Justin Carpenter, GI resident and First Person Scholar Editor, will be presenting a paper at this year's Society for Literature, Science, and the Arts (SLSA) conference in Toronto, November 15-18. His paper looks at how the games Mountain (2014) and Everything (2017) by Irish artist David OReilly challenge players to reconsider notions of consciousness, things, and nature.
Carpenter argues that both games are "meditations on games as a medium":
OReilly uses simplistic graphics and absurd design choices to dissect the qualities typically associated with video games, namely player agency, immersion, and identity. Through this self-reflexive approach OReilly's games are able to represent matter as mindful, challenge anthropocentrism, and reconsider the problems of hyperobjectivity and nature.

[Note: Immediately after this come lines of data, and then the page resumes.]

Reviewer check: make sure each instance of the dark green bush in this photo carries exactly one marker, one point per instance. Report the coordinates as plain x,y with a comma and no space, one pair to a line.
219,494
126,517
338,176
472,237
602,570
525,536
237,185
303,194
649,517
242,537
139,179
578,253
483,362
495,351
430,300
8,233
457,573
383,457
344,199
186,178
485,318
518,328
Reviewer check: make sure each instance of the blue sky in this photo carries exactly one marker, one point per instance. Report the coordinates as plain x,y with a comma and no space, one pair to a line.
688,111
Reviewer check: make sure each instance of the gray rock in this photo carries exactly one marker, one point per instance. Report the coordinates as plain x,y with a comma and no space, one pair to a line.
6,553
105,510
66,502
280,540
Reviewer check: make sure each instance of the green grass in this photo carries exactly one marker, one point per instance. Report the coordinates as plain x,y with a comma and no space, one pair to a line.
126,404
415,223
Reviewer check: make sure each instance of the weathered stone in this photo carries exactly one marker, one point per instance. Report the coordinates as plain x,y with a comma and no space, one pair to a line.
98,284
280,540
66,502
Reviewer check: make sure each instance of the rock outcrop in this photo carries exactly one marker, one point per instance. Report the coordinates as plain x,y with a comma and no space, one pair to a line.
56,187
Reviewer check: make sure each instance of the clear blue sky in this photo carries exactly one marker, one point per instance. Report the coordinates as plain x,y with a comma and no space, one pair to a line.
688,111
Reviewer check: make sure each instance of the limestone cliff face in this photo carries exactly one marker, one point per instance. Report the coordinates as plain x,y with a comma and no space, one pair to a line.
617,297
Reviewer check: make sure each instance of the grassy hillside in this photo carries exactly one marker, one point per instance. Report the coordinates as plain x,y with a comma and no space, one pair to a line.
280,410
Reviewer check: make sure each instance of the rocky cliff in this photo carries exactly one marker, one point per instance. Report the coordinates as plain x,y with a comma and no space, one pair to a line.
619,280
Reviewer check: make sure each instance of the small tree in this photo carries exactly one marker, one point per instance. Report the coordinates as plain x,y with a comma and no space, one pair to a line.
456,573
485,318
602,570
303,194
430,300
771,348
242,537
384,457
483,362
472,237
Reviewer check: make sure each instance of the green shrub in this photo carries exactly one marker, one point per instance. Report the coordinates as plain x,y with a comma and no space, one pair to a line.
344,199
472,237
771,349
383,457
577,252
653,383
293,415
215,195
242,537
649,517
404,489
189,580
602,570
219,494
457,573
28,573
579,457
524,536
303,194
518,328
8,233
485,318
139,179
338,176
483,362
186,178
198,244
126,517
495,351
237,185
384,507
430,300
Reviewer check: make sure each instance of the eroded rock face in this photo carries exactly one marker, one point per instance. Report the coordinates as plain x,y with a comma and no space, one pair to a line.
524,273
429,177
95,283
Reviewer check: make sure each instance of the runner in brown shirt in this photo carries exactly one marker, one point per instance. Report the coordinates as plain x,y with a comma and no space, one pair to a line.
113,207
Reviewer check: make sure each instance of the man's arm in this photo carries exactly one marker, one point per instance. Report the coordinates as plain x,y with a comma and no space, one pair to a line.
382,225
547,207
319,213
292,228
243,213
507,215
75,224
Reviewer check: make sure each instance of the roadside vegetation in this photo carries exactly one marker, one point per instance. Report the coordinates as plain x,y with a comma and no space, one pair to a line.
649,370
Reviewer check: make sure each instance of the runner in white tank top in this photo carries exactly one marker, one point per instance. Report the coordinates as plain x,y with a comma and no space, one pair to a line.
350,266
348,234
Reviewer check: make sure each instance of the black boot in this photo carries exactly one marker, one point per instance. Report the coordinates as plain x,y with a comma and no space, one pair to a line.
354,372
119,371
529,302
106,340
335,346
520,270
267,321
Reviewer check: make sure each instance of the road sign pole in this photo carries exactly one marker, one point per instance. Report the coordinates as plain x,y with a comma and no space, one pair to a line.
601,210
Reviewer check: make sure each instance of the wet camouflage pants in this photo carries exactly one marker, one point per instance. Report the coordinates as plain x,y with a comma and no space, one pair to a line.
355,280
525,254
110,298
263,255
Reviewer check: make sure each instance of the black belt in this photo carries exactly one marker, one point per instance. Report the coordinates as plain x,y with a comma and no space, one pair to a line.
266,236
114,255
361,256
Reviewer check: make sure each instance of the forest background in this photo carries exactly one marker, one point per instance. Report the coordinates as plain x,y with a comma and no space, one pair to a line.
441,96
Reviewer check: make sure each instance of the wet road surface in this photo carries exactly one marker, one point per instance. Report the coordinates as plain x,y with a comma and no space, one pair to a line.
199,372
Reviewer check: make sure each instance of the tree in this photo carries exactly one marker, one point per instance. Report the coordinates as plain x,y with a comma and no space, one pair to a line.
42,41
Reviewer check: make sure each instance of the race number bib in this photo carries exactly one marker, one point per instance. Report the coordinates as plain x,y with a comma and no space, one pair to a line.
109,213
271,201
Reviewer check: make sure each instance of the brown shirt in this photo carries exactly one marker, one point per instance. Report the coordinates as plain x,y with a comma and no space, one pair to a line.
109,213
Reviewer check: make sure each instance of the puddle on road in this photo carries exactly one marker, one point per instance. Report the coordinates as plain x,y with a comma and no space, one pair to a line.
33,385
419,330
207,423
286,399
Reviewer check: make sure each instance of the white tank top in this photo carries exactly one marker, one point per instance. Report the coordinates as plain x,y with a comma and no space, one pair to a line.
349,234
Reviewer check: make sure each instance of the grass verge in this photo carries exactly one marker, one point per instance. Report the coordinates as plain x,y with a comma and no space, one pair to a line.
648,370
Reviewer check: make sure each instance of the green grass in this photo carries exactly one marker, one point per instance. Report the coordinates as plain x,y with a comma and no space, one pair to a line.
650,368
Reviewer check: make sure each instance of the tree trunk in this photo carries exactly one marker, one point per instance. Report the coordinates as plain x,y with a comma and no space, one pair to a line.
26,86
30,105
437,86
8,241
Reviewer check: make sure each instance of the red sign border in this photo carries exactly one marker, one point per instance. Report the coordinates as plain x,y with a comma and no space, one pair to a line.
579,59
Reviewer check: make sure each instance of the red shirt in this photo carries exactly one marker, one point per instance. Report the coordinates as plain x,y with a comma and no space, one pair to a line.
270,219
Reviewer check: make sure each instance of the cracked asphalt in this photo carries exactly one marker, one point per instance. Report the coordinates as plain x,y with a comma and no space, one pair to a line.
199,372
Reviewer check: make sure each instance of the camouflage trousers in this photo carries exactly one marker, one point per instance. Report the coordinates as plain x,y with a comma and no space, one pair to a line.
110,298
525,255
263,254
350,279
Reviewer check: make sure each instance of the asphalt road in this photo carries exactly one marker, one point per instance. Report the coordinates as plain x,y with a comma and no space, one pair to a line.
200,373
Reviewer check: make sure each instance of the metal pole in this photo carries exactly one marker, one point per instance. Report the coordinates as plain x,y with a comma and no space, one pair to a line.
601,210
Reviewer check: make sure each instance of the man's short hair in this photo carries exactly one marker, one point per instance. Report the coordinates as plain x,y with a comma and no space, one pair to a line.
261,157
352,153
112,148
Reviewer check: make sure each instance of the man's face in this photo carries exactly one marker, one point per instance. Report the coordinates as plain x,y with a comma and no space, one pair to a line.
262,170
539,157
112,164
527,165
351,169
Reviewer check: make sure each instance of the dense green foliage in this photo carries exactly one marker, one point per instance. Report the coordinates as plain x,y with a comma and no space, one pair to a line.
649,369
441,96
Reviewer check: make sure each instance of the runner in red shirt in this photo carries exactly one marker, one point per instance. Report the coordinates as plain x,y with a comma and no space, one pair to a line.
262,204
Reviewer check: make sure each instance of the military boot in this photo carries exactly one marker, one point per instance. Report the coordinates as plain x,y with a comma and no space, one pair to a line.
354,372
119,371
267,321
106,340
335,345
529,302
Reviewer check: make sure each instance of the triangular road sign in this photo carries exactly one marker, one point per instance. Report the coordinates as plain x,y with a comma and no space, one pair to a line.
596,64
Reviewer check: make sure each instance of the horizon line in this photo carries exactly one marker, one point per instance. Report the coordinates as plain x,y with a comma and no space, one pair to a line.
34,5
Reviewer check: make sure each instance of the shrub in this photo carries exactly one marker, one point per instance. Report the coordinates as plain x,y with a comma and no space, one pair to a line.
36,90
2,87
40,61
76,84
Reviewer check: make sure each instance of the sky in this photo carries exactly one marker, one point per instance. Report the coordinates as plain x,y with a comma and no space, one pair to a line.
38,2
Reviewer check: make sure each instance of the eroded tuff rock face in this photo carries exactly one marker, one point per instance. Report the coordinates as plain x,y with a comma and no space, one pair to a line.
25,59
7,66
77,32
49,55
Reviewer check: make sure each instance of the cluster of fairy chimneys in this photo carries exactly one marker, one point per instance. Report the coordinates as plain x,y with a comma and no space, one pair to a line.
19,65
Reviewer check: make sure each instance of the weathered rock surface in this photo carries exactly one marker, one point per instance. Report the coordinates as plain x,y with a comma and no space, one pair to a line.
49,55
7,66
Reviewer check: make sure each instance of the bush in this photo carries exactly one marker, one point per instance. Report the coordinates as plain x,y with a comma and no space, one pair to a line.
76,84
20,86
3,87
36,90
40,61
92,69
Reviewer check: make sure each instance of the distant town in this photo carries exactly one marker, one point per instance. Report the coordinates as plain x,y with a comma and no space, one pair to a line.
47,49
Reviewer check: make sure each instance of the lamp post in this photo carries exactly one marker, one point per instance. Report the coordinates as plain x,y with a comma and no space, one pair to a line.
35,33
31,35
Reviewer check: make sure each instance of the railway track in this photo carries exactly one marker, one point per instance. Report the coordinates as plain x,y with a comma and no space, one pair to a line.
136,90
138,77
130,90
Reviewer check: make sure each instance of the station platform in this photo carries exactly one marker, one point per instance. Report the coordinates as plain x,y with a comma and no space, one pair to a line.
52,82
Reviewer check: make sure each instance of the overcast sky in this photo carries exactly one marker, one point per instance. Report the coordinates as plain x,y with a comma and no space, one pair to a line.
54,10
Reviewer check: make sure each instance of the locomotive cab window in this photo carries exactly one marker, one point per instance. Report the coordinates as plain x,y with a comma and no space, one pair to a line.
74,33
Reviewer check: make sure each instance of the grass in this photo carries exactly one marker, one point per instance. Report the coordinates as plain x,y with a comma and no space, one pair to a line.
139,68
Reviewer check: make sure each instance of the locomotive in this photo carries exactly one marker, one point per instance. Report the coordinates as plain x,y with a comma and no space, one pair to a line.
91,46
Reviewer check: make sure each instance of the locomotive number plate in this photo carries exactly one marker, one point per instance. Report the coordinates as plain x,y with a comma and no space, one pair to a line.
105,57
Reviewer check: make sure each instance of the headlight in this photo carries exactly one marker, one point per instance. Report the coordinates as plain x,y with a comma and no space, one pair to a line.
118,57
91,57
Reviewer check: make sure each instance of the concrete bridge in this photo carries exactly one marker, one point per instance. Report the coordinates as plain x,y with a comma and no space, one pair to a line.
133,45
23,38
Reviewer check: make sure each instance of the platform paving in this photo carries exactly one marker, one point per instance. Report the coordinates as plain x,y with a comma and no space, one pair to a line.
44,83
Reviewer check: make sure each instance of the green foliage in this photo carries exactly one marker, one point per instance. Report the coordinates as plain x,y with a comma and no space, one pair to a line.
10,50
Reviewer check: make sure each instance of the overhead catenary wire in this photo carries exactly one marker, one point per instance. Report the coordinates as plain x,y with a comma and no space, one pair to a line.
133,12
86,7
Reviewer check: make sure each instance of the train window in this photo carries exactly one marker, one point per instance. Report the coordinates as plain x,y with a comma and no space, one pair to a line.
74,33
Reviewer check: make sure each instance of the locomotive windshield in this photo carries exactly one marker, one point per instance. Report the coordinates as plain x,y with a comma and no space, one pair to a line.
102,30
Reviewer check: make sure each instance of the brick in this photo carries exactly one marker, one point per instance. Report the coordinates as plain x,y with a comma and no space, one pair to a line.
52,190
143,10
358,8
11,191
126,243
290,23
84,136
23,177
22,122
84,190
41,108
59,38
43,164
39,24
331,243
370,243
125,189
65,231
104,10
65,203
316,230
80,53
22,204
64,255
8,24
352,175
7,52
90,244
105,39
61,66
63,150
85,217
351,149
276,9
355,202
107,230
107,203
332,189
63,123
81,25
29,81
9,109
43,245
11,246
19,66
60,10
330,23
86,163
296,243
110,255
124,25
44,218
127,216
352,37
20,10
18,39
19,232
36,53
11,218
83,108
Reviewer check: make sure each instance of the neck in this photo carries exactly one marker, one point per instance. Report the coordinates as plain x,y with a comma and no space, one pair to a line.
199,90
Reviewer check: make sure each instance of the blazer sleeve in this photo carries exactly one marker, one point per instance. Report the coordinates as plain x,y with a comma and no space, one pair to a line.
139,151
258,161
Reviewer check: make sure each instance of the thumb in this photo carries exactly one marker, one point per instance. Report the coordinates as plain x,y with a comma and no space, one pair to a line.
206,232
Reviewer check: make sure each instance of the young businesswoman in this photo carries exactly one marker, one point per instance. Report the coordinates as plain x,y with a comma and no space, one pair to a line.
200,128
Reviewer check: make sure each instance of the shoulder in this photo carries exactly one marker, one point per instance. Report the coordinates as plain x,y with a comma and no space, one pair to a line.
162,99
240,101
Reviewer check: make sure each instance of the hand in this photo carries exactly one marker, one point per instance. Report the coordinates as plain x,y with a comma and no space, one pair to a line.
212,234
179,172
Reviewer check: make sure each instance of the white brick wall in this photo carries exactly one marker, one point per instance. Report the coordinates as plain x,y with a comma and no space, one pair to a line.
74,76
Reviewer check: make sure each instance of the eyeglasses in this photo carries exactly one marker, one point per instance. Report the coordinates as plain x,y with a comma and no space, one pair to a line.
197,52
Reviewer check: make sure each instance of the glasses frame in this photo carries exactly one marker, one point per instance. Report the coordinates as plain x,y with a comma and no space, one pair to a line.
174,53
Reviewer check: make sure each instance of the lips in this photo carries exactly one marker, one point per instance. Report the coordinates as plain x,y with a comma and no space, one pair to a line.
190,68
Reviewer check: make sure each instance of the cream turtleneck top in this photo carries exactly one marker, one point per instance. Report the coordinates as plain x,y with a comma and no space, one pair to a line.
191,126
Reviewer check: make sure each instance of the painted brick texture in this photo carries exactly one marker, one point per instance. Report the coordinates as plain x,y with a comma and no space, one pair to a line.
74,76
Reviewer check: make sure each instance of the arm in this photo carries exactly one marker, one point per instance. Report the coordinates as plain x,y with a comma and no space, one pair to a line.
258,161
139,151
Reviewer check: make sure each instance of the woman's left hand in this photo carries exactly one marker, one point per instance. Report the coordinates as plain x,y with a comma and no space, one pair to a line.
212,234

This talk is a spectacular fit for the SLSA conference theme "Out of Mind". Carpenter will explore how OReilly's design choices in Mountain and Everything emulate the philosophy of panpsychism - the idea that all matter has some form of mind.
For game studies and game science scholars, this talk is of particular interest because Carpenter will present ways that Mountain and Everything's disruption of conventional video game tropes leads to deep and engaging philosophical criticism.
How does the parody subvert player expectations? And, furthermore, how does the violation of player expectations force them to engage with unfamiliar philosophical ideas?